Panel 8 gives direct access to issues with which Warburg grappled in the very last year of his life, 1928/29, a year devoted to preparation of the Atlas, largely spent in Italy. Between September and June, he journeyed from Milan to Naples and back again, accompanied by Gertrud Bing as his scholarly assistant and Franz Alber as his personal aide; the party resided nearly six months in Rome. It was, for Warburg, a time of heady discovery and synthesis. To move through Panel 8 is to retrace both external and internal movements, to see how insight could be triggered by onsite experience.
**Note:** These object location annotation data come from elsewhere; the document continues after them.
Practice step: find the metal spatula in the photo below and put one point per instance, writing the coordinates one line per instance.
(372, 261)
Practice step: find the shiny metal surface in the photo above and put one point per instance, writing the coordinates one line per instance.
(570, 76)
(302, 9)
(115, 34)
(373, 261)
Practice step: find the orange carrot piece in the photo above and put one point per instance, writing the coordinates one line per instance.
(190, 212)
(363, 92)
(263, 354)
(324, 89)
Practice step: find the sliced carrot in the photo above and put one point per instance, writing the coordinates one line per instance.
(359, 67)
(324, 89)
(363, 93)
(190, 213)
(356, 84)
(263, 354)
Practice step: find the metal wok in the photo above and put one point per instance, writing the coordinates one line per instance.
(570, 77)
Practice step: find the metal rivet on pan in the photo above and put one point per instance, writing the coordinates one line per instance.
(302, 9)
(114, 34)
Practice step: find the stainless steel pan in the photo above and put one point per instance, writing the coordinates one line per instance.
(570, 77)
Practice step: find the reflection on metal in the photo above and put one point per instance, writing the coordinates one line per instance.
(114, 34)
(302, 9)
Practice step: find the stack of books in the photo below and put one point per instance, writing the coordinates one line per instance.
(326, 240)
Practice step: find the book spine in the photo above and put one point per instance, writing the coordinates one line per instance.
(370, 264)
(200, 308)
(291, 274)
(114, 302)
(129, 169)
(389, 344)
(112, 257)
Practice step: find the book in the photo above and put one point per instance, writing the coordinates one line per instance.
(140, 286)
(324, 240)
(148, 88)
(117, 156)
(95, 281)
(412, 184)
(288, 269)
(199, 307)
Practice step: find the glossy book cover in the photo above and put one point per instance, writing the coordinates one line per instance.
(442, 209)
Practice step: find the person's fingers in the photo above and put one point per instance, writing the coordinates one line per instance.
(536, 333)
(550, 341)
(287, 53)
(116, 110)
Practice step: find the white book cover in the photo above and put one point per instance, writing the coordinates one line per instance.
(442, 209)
In mid-October, in Bologna, Warburg noted in the institutional diary (Tagebuch) that the chief task before him was to determine how the concept of “infinite space”—a mathematical and psychotechnical construct—developed out of the antique model of a stereometrically tiered space through which souls were believed to ascend. A student of shifting mentalities, he saw here a means to follow the move (always reversible) from the imagistic to the numeric, the magical to the rational. How did it come about that the age-old, earth-centered, anthropocentric model was exploded, the model that posited orbiting planets, occupying seven spheres and ruled by planetary deities—the Moon, Mercury, Venus, the Sun, Mars, Jupiter, and Saturn—who (astrologically) governed the affairs of men? This was a cosmology that had allowed the glorification of the individual personality, for it saw the step-by-step upward ascent of the soul through the spheres as the ur-act of spiritual liberation: apotheosis—a phenomenon explored on Panel 7. Giordano Bruno was Warburg’s guide to the shift in consciousness, for in his writings this bold thinker, burned at the stake in Rome in 1600, banished the old gods, peopling the heavens instead with allegorical constellations of moral worth, and proposed an infinite universe where stars were suns.

Panel 8, posthumously labeled Ascent to the Sun” (Auffahrt zur Sonne), was given over to archaeological discoveries that shed light on Greco-Roman cults centered on the planetary deity Helios-Sol, daily dispeller of darkness. In seeking out the logic of “heliotropism,” Warburg seized upon the mystery religion Mithraism, dedicated to the worship of the Romanized Indo-Iranian solar deity Mithras, premised on the earth-centered cosmology and notions of ascent, holding out the promise of personal salvation to the Roman soldiers who were foremost among its initiates. In a letter of January 7, 1929 to his young collaborator Fritz Saxl, directing the Warburg Library in Hamburg in his absence, Warburg expressed the hope that the study of Bruno would help him in his pursuit of the “the psychology and phenomenology of ascent,” so that “the path from Mithras to Rubens might shine forth.” For Warburg, as he had written to Saxl in October, Rubens’ “Apotheosis” paintings signified the “opening up” (Aufschliessung) of heaven.

Themes introduced in Panel 8 would be picked up in Panel 56: “Ascent and Fall” (Auffahrt und Sturz).